Trapp's Complete Commentary

Exodus 3

Verse 1

Exo 3:1 Now Moses kept the flock of Jethro his father in law, the priest of Midian: and he led the flock to the backside of the desert, and came to the mountain of God, [even] to Horeb.

Ver. 1. To the backside of the desert, ] Here it was that Moses wrote the book of Genesis, and that of Job too, as some conceive, a for the comfort of his poor oppressed countrymen in Egypt, that they might lean upon, and live by faith in, the promises made to the fathers.

a Alsted., Chron.

Verse 2

Exo 3:2 And the angel of the LORD appeared unto him in a flame of fire out of the midst of a bush: and he looked, and, behold, the bush burned with fire, and the bush [was] not consumed.

Ver. 2. And the Angel of the Lord. ] Christ, that Angel of the Covenant, and of the great council.

And the bush was not consumed. ] No more is the Church, whereof this is an excellent emblem, by the fire of tribulation, Isa 43:2 because of "the goodwill of him that dwelt in the bush." Deu 33:16

Verse 3

Exo 3:3 And Moses said, I will now turn aside, and see this great sight, why the bush is not burnt.
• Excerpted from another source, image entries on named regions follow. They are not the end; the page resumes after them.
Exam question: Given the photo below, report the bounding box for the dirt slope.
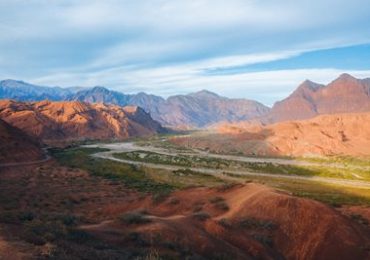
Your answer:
[0,119,43,164]
[83,184,370,259]
[0,100,164,142]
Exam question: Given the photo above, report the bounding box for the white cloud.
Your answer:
[0,0,370,103]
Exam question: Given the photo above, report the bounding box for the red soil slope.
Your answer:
[0,119,43,164]
[83,184,370,259]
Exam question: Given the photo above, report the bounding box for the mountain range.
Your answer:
[0,100,166,144]
[268,74,370,122]
[0,74,370,128]
[0,80,269,128]
[0,119,43,164]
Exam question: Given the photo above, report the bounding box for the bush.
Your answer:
[209,196,225,203]
[119,211,152,225]
[218,218,232,228]
[192,211,211,221]
[239,218,276,230]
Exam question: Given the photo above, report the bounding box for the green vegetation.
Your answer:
[119,211,152,225]
[51,148,225,195]
[51,148,175,194]
[192,211,211,221]
[50,142,370,207]
[238,218,277,230]
[113,151,370,180]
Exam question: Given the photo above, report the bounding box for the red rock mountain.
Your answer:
[267,74,370,122]
[173,112,370,157]
[0,120,43,164]
[0,100,164,143]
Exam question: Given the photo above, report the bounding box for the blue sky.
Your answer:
[0,0,370,105]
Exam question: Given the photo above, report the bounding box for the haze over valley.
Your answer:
[0,0,370,260]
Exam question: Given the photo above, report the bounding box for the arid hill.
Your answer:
[0,120,43,164]
[70,87,269,128]
[172,113,370,156]
[84,183,370,259]
[267,74,370,122]
[0,100,164,143]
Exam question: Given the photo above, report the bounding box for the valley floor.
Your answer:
[0,135,370,259]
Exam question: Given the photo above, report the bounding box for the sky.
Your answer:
[0,0,370,105]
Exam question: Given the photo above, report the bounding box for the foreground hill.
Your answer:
[268,74,370,122]
[0,157,370,260]
[173,113,370,156]
[0,120,43,164]
[0,100,164,142]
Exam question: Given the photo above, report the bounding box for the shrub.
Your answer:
[239,218,276,230]
[215,201,230,211]
[218,218,232,228]
[192,211,211,221]
[209,196,225,203]
[119,211,152,225]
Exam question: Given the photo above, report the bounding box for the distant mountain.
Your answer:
[68,86,131,106]
[268,74,370,122]
[0,79,80,101]
[0,119,43,164]
[149,90,269,127]
[172,112,370,158]
[69,87,269,128]
[5,74,370,128]
[0,100,165,143]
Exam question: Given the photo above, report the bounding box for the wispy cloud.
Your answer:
[0,0,370,103]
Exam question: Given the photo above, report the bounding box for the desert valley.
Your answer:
[0,0,370,260]
[0,74,370,259]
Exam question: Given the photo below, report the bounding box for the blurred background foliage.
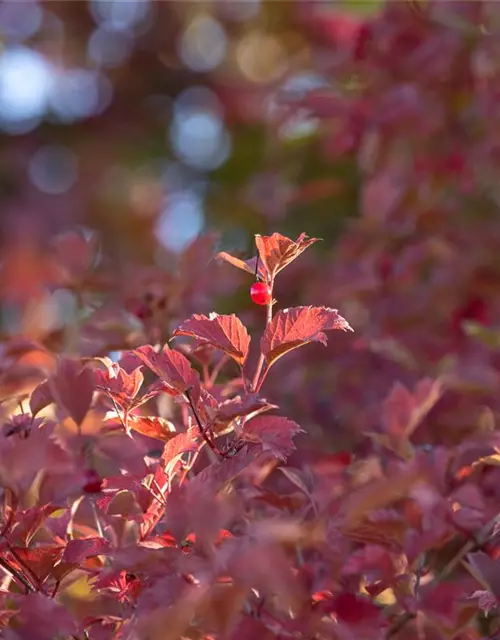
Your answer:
[0,0,380,262]
[0,0,500,456]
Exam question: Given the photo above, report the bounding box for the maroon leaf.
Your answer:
[30,380,54,417]
[216,251,268,280]
[49,358,94,425]
[334,593,381,624]
[382,378,441,437]
[471,590,498,616]
[161,429,199,465]
[128,416,177,442]
[260,307,353,366]
[133,345,200,399]
[255,233,319,280]
[467,551,500,599]
[215,393,277,422]
[9,547,63,584]
[94,358,144,409]
[242,416,303,460]
[10,504,57,546]
[173,313,250,365]
[62,537,111,564]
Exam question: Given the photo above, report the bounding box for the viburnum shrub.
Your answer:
[0,233,374,640]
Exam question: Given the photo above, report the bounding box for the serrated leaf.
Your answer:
[242,416,303,460]
[30,380,54,417]
[94,358,144,408]
[260,306,353,366]
[136,345,200,402]
[215,251,268,280]
[173,313,250,366]
[255,233,319,280]
[128,416,177,442]
[49,358,95,425]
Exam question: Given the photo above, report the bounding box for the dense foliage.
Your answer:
[0,0,500,640]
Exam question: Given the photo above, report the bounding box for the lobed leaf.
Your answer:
[216,251,268,280]
[49,358,95,425]
[242,416,303,460]
[260,306,353,367]
[136,345,200,397]
[173,313,250,366]
[255,233,319,280]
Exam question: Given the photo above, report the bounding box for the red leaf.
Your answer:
[62,537,111,564]
[10,504,58,546]
[94,358,144,409]
[133,345,200,397]
[30,380,54,417]
[216,251,267,280]
[382,378,442,437]
[335,593,380,624]
[161,429,199,465]
[242,416,303,460]
[128,416,177,442]
[260,307,353,366]
[10,547,63,584]
[49,358,94,425]
[173,313,250,365]
[255,233,319,280]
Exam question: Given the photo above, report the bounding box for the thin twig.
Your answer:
[108,393,132,438]
[0,558,36,593]
[184,389,221,456]
[252,298,273,393]
[255,251,260,280]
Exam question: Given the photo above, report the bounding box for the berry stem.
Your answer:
[184,389,220,457]
[252,282,274,393]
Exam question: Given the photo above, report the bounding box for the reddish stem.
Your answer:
[252,292,274,393]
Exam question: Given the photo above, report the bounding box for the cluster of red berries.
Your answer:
[82,469,102,493]
[250,282,273,305]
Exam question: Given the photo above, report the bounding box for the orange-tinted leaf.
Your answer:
[260,307,353,366]
[382,378,442,437]
[94,358,144,408]
[173,313,250,365]
[9,547,63,584]
[30,380,54,417]
[242,416,302,460]
[133,345,200,399]
[128,416,177,442]
[255,233,319,279]
[49,358,94,425]
[216,251,267,280]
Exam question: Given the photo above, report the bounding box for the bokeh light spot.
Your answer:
[87,27,134,67]
[156,191,204,251]
[171,109,231,170]
[90,0,151,31]
[236,31,288,83]
[179,15,227,71]
[0,47,53,133]
[50,69,112,123]
[28,145,78,195]
[217,0,260,22]
[0,0,43,40]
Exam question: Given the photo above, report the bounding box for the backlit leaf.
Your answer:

Ver. 3. I will now turn aside, and see. ] Moses came out of curiosity, but was called by God: so do many to the ordinances for novelty, as the Jews did to John Baptist; or for some other minister respect; to catch, it may be, and are caught, as those in John 7:46 . Or as Austin, who coming to Ambrose to have his ears tickled, had his heart touched. It is good to hear, howsoever. Come, said Latimer, to the public meetings, though thou comest to sleep; it may be, God may take thee napping. Absence is without hope. What a deal lost Thomas by being but once absent!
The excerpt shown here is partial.